II- Ils font la sourde oreille

L’on sait en effet que Paul Biya a déjà arrêté une nouvelle modification de la constitution après celle qui vient d’être promulguée le 6 mai dernier. Il va créer un poste de vice-président, probablement avant ou après l’élection présidentielle d’octobre prochain. Les grandes lignes de cette modification sont connues mais que veut Biya ? Le système où le vice-président achève le mandat du président sortant comme c’est le cas aux Etats-Unis ou alors il va lui préférer le modèle nigérian selon lequel le vice-président occupe le siège laissé vacant par le départ du président mais organise des élections auxquels il prend part. C’est ce qu’a fait Goodluck Jonathan au Nigeria : il a remplacé le défunt président de la fédération nigériane Aladji Musa Umaru Yar’Adua et a organisé la présidentielle dont il est sorti vainqueur il y a quelques semaines. Selon certaines sources, c’est le système américain qui l’intéresse. Aujourd’hui Paul Biya suit de très près ce qui se passe au Sénégal où la tension est très vive depuis l’annonce d’Abdoulaye Wade dont certains analystes le voient mettre comme colistier son fils Karim.

Mais ce n’est là qu’une blague car Abdoulaye Wade sait très bien qu’en choisissant son fils comme colistier cela pourrait déclencher des troubles dans son pays et même dans son propre parti dans lequel Karim n’a pas que des amis. Wade a aujourd’hui 85 ans, ça c’est l’âge officiel, certains de ses compatriotes avancent qu’il pourrait avoir 90 ans. Et cela se ressent de plus en plus mais s’il a beau jeu de dire qu’il est en bonne santé du fait de sa bonne hygiène de vie (n’a-t-il pas déclaré un jour qu’il ne prenait pas de sucre) mais surtout de ses gènes ? (N’a-t-il pas déclaré un jour que la longévité était héréditaire dans sa famille, sa mère et sa tante seraient mortes centenaires). Paul Biya qui a 78 ans officiellement sait très bien que s’il prend et il va rempoter la prochaine présidentielle d’octobre faute de candidats et grâce au verrouillage du système électoral par son parti le Rdpc, il ne peut pas aller au terme de son septennat. Car sept nouvelles années après 29 ans de règne, ça use vraiment. Et comme nous l’avons toujours dit dans ces colonnes, le problème de Biya n’est pas de créer un poste de vice-président mais de rester au pouvoir.

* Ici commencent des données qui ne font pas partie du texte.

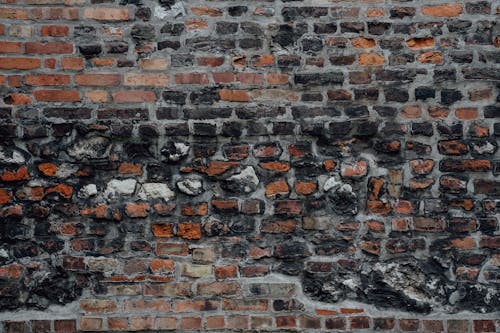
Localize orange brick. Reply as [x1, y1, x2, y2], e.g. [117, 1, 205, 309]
[358, 52, 384, 66]
[149, 259, 175, 273]
[85, 90, 108, 103]
[186, 20, 208, 31]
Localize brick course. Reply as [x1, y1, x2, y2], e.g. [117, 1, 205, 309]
[0, 0, 500, 333]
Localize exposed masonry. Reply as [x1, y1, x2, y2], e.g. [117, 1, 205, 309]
[0, 0, 500, 333]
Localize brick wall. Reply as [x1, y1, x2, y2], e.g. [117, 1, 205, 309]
[0, 0, 500, 333]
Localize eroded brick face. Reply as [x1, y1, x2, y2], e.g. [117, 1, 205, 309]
[0, 0, 500, 333]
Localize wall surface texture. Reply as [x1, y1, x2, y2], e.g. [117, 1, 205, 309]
[0, 0, 500, 333]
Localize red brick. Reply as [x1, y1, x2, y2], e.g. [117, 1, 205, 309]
[175, 73, 208, 84]
[0, 57, 40, 69]
[25, 42, 73, 54]
[472, 320, 496, 333]
[33, 90, 81, 102]
[54, 319, 76, 333]
[422, 3, 463, 17]
[80, 317, 103, 331]
[205, 316, 226, 330]
[0, 8, 29, 20]
[181, 317, 201, 330]
[108, 317, 128, 331]
[0, 264, 24, 280]
[40, 25, 69, 37]
[112, 90, 156, 103]
[155, 317, 178, 330]
[0, 41, 23, 53]
[219, 89, 250, 102]
[123, 73, 168, 87]
[83, 7, 130, 21]
[61, 58, 84, 70]
[24, 74, 70, 86]
[31, 7, 80, 21]
[80, 299, 118, 314]
[75, 73, 120, 86]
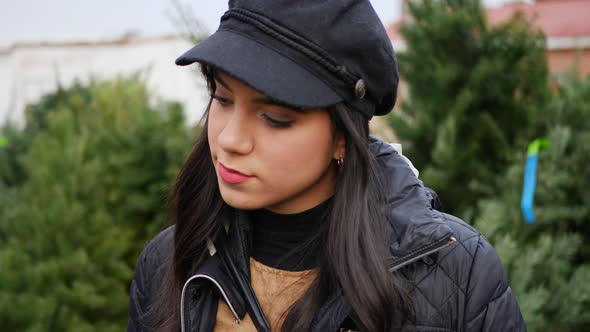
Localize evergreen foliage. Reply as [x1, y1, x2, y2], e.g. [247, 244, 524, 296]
[475, 77, 590, 332]
[389, 0, 549, 218]
[0, 77, 192, 331]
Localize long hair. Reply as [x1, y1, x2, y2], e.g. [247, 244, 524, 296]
[155, 66, 414, 331]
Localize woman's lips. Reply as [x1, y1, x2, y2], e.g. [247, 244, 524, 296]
[218, 163, 253, 184]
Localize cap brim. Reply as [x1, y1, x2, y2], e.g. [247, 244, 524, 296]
[176, 30, 343, 108]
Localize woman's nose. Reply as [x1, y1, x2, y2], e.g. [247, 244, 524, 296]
[217, 109, 254, 154]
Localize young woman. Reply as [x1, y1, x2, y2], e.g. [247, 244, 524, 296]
[128, 0, 526, 331]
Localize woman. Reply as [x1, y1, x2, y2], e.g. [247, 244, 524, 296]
[128, 0, 526, 331]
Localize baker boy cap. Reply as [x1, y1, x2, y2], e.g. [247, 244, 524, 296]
[176, 0, 399, 119]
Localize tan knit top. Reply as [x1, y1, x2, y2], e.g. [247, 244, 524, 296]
[214, 258, 317, 332]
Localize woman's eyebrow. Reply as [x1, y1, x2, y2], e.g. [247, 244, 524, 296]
[214, 76, 233, 92]
[252, 96, 303, 112]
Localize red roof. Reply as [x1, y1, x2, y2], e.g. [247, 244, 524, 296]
[387, 0, 590, 40]
[487, 0, 590, 37]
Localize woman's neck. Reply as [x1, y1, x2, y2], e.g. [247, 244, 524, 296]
[251, 199, 331, 271]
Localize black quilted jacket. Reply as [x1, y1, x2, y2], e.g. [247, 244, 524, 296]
[127, 139, 526, 332]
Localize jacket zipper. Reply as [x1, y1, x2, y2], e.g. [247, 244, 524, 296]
[389, 236, 457, 272]
[180, 274, 241, 332]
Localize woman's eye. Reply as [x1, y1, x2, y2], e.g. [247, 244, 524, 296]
[262, 114, 293, 128]
[211, 94, 231, 106]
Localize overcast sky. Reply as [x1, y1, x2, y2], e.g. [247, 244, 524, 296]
[0, 0, 520, 44]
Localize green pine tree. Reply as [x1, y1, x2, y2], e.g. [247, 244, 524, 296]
[475, 73, 590, 332]
[0, 77, 192, 331]
[388, 0, 549, 219]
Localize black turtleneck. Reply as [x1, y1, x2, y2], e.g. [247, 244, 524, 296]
[251, 199, 331, 271]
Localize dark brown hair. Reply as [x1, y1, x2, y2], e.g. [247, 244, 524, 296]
[154, 66, 414, 331]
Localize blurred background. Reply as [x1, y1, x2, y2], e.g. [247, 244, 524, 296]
[0, 0, 590, 332]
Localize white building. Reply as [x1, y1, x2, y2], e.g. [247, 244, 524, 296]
[0, 36, 207, 124]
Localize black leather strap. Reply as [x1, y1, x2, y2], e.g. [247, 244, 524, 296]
[220, 248, 270, 332]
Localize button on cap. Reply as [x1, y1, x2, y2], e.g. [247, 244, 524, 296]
[354, 79, 367, 99]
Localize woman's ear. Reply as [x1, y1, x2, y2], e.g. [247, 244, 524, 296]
[333, 134, 346, 161]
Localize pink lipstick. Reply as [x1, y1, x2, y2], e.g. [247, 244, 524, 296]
[218, 163, 253, 184]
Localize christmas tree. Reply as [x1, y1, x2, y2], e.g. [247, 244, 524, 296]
[389, 0, 549, 219]
[0, 77, 192, 331]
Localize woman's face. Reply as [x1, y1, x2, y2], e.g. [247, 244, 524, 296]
[208, 73, 345, 213]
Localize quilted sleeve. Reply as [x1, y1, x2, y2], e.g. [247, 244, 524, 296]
[127, 246, 150, 332]
[465, 235, 526, 332]
[127, 226, 174, 332]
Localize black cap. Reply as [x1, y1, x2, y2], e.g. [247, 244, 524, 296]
[176, 0, 398, 118]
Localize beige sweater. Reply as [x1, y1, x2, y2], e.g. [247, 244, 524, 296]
[215, 258, 317, 332]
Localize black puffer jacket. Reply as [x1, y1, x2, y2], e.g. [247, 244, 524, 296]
[127, 139, 526, 332]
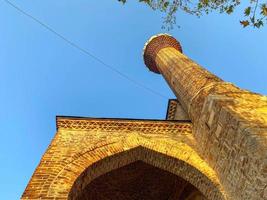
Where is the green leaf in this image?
[261,4,267,16]
[240,20,249,28]
[244,7,251,16]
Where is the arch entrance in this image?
[22,118,227,200]
[73,161,206,200]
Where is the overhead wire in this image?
[3,0,168,99]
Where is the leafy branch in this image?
[118,0,267,30]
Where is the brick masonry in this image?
[22,35,267,200]
[144,35,267,200]
[22,117,226,199]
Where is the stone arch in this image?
[47,137,226,200]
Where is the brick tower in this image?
[22,34,267,200]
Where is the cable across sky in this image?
[3,0,169,99]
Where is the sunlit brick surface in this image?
[22,118,225,199]
[145,36,267,200]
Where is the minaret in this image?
[144,34,267,199]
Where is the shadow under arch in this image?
[68,145,227,200]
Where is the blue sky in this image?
[0,0,267,200]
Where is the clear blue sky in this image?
[0,0,267,200]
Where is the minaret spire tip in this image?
[143,33,182,74]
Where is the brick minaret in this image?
[144,34,267,199]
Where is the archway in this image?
[76,161,205,200]
[68,146,226,200]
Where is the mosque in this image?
[21,34,267,200]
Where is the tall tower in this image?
[144,34,267,199]
[22,34,267,200]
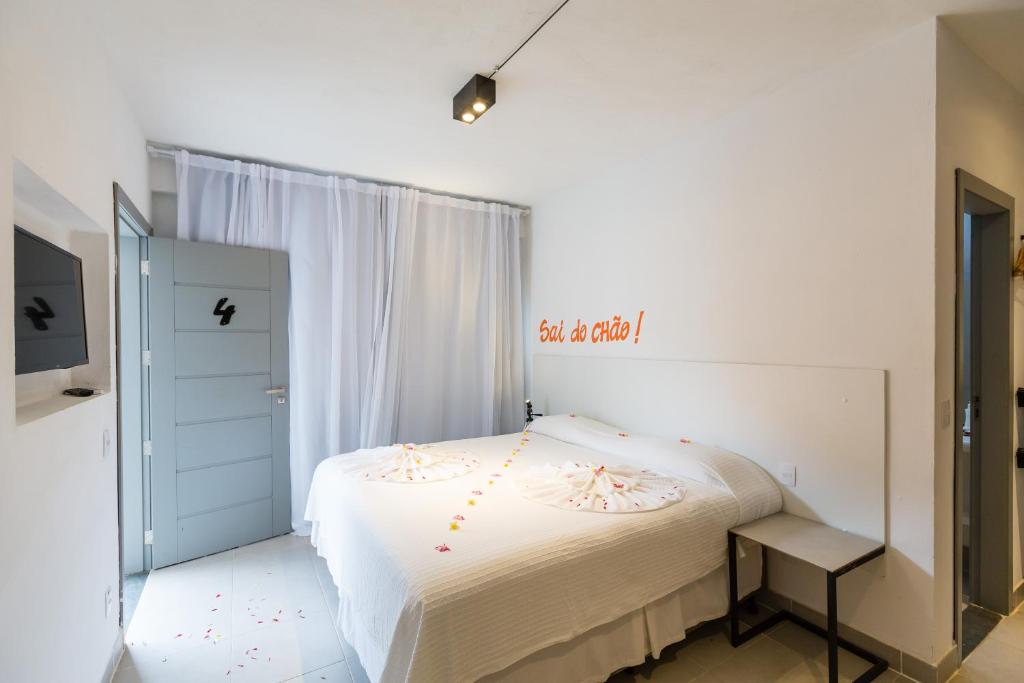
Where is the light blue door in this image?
[150,239,291,568]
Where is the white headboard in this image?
[532,354,886,541]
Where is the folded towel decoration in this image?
[516,463,686,512]
[335,443,480,483]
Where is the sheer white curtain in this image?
[175,151,523,530]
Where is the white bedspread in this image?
[306,421,780,682]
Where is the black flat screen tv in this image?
[14,225,89,375]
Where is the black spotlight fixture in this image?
[452,74,498,123]
[452,0,569,123]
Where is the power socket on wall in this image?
[778,463,797,487]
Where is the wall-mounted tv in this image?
[14,225,89,375]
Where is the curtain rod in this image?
[145,142,530,216]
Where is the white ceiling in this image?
[97,0,1024,204]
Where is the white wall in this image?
[0,0,150,683]
[935,24,1024,649]
[531,22,943,661]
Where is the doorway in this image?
[114,184,153,629]
[953,169,1015,658]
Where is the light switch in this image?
[778,463,797,486]
[939,398,953,429]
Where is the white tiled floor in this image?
[114,536,1024,683]
[114,536,366,683]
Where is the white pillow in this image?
[529,413,712,486]
[529,414,782,524]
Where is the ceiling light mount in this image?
[452,0,569,123]
[452,74,498,123]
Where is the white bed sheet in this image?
[306,433,777,683]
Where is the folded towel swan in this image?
[344,443,480,483]
[516,463,686,512]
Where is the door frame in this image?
[114,182,153,630]
[952,168,1017,661]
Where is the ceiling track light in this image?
[452,0,569,124]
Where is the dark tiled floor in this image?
[964,605,1002,657]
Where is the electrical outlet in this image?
[778,463,797,486]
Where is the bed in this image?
[306,416,782,682]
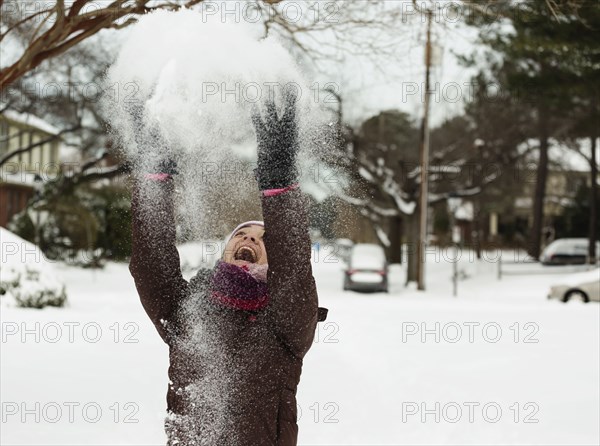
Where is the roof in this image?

Pour conclure, nous allons faire nôtre cette vision du président américain Barack Obama lors de sa visite au Ghana l’année dernière. Dans son discours à Accra la capitale ghanéenne le président américain avait déclaré : «l’Afrique n’a pas besoin d’hommes forts mais d’institutions fortes». Il louait ainsi la démocratie ghanéenne qui avait vu la victoire aux élections générales du 7 décembre 2008 la victoire à la présidentielle du candidat de l’opposition John Evans Atta Mills sur celui du parti au pouvoir Nana Addo Dankwa Akufo-Addo. Le président sortant John Kufuor avait même demandé au perdant, du même parti que lui de reconnaître sa défaite et la victoire de Atta Mills. En réalité, les hommes ne servent à rien car sinon Zine El Abidine Ben Ali de Tunisie au pouvoir depuis 1987 et Hosni Moubarak d’Egypte depuis 1981 après l’assassinat d’Anouar El Sadate ne seraient pas chassés du pouvoir par les soulèvements populaires.